The Museum will be operating machinery in its 1869 Gristmill, which area farmers relied on for generations. The Munson Brothers Millstone, which the Museum connected to its horizontal water turbine in August, will be featured. Guided tours of the gristmill, sawmill and woodworking shop will be offered throughout the day.
“Water power has been in use on this site since 1846,” explains Liz Callahan, the Museum’s executive director. “In today’s discussions about sustainability and energy efficiency, it’s important to see how water power and other renewable energy sources were used in the past. Here at Hanford Mills, you can see how a local business generated power with the technology available at the time.” In addition to the horizontal water turbine, the Hanfords used a Fitz Overshot waterwheel, a steam boiler and steam engines, and gas-powered engines. The Museum demonstrates all of these power sources at the Mill.
The Festival, which runs 10 am – 5 pm, showcases traditional crafts and local farms. Artisans will be demonstrating how they make their handmade items, and also offer them for sale. Artisans include Allan Smith from Rustic Creations making pine furniture and wooden crafts, Catharina Kessler from Promisedland Farm knitting hats and mittens, Lou Gilson from Gilson’s Native American Crafts making jewelry, and Bernd Krause making dulcimers. The farmers’ market features Byebrook Farm Gouda cheese, Shaver-Hill Farm maple products, and Country Housewife jams, jellies and zucchini cakes. There also will be wood-fired cook stove demonstrations in the John Hanford Farmstead and plein aire painters capturing scenes of the Mill.
Kids’ activities include traditional games and making corn-husk dolls. Horse-drawn wagon rides will be offered throughout the day. The Blue Ribbon Cloggers will perform at 12 pm and 2 pm, and live music will be featured as well. At 1 pm, the SUNY Cobleskill Woodsmen’s Team will demonstrate lumberjack skills. Visitors can shell and grind corn using the Museum’s historic hand-operated equipment and then feed the ground corn to chickens, on loan for the day from La Basse Cour Farm.
About Hanford Mills Museum
Hanford Mills Museum is open 10 am – 5 pm, Wednesdays through Sundays, and on holiday Mondays through October 14. Hanford Mills Museum is located at 51 County Hwy. 12, at the intersection of Delaware County Routes 10 and 12, in East Meredith, NY, 10 miles from Oneonta and 15 miles from Delhi. Children 12 and under are admitted free, as are Museum members. The admission fee for adults and teens (13-64) is $8.50; and for senior citizens, $6.50. AAA and military discounts are available.

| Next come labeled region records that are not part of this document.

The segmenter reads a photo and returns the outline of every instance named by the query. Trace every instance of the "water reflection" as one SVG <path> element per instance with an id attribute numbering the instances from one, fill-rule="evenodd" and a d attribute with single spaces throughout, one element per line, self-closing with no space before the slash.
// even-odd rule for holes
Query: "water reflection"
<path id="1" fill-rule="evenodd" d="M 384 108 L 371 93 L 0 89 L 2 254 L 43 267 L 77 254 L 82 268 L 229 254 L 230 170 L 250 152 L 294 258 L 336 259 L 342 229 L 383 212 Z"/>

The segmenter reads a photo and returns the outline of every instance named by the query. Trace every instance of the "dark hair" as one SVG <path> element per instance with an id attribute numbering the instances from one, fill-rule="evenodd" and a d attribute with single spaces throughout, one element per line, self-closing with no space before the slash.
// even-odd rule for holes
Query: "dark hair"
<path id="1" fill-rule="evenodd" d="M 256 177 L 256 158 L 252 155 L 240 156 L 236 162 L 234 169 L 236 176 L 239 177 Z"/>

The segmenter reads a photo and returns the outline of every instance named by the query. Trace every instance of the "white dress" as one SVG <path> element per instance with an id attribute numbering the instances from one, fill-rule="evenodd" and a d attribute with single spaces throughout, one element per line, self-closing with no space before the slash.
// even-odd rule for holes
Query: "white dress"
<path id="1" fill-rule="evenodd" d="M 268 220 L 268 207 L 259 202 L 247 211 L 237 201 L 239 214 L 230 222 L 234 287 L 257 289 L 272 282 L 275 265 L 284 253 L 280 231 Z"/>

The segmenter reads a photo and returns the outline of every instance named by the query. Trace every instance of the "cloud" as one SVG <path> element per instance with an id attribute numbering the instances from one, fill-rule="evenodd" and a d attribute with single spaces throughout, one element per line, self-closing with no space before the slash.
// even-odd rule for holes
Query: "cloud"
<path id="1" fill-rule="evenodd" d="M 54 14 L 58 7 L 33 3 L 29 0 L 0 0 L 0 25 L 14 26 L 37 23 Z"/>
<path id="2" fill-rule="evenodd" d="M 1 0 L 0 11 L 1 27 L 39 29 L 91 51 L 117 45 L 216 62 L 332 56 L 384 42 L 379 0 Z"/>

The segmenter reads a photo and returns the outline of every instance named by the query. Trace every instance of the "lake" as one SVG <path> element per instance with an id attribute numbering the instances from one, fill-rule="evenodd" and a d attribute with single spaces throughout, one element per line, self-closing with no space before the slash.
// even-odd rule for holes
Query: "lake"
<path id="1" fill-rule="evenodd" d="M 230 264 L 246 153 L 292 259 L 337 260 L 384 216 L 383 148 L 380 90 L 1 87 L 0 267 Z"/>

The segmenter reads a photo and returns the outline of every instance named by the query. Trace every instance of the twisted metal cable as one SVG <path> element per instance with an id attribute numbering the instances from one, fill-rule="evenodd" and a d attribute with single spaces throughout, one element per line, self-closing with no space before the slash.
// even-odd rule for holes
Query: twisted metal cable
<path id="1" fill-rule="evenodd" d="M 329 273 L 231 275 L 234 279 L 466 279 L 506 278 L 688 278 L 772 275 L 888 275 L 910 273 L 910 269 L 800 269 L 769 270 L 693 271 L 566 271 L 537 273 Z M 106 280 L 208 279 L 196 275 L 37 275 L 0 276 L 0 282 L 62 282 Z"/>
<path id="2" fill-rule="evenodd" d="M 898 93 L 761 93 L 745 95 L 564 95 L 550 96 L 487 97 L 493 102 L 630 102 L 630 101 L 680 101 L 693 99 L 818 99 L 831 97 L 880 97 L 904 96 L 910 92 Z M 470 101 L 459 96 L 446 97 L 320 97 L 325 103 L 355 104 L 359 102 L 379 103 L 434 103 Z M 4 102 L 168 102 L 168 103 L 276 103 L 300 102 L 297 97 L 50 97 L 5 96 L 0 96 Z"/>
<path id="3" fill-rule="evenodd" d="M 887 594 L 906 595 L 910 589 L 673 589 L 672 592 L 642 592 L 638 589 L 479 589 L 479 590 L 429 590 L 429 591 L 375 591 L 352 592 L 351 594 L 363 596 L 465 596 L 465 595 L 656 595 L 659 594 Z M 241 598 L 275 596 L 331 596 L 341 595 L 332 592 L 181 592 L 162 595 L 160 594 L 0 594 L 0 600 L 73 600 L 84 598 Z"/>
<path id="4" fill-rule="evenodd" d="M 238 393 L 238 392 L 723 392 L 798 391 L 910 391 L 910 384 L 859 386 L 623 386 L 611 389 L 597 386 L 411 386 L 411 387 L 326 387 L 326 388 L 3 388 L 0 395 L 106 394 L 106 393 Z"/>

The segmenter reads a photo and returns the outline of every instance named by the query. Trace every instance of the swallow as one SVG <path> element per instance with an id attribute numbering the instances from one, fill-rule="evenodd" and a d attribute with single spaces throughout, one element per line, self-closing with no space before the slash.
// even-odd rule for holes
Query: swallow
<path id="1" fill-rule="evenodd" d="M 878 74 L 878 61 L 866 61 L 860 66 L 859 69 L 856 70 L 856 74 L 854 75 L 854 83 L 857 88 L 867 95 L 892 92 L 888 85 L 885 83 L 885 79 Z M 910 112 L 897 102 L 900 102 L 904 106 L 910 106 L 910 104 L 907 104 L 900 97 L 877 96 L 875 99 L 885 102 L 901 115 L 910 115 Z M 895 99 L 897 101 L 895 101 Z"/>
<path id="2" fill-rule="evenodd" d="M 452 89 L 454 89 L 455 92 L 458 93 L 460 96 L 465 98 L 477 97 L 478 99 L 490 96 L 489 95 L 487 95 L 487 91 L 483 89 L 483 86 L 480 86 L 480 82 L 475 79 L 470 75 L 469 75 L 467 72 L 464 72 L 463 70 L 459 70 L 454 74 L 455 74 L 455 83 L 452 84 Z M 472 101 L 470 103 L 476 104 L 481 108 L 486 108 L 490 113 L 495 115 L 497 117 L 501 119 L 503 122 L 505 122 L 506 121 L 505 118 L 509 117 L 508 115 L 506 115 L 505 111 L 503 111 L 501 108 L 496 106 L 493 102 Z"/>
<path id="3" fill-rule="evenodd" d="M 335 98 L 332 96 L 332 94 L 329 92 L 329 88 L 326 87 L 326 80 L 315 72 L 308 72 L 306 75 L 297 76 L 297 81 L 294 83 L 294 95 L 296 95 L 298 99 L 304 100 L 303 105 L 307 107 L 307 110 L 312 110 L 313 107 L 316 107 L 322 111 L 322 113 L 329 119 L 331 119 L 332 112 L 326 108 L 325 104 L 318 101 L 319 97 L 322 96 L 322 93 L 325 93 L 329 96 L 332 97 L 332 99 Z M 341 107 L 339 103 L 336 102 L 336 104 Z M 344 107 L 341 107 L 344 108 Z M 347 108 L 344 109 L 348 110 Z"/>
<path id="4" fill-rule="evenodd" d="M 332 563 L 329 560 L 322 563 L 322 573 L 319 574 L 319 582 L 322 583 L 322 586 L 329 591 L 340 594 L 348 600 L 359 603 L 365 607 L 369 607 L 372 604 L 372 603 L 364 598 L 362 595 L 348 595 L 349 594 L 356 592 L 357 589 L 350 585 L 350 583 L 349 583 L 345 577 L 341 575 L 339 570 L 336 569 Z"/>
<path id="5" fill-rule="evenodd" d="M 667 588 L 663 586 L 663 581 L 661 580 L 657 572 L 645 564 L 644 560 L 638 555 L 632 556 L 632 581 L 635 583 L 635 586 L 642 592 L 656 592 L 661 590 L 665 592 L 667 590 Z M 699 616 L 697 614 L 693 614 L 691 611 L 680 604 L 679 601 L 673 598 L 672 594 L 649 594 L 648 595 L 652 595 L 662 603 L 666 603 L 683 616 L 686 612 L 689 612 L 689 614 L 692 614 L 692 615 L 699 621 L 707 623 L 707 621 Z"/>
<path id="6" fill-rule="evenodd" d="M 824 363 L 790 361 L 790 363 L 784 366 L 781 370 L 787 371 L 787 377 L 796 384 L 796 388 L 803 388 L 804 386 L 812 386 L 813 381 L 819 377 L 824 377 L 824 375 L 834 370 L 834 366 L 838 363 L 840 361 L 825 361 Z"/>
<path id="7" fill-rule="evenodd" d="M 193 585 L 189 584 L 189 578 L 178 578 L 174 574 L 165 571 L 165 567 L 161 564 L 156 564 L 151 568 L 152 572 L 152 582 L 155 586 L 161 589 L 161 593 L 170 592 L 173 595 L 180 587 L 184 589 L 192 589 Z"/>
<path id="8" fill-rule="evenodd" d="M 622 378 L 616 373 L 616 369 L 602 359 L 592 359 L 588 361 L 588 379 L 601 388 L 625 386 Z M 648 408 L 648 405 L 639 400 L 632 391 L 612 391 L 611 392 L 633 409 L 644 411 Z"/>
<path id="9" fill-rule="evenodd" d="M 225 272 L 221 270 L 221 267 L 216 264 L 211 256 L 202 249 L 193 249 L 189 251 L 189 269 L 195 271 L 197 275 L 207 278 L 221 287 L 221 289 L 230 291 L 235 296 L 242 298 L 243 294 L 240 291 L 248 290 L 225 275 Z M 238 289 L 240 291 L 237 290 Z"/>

As one of only a handful of operating water-powered mills, Hanford Mills Museum has earned a place on both the National and New York State Registers of Historic Places. The mission of Hanford Mills Museum is to inspire audiences of all ages to explore connections between energy, technology, natural resources and entrepreneurship in rural communities with a focus on sustainable choices.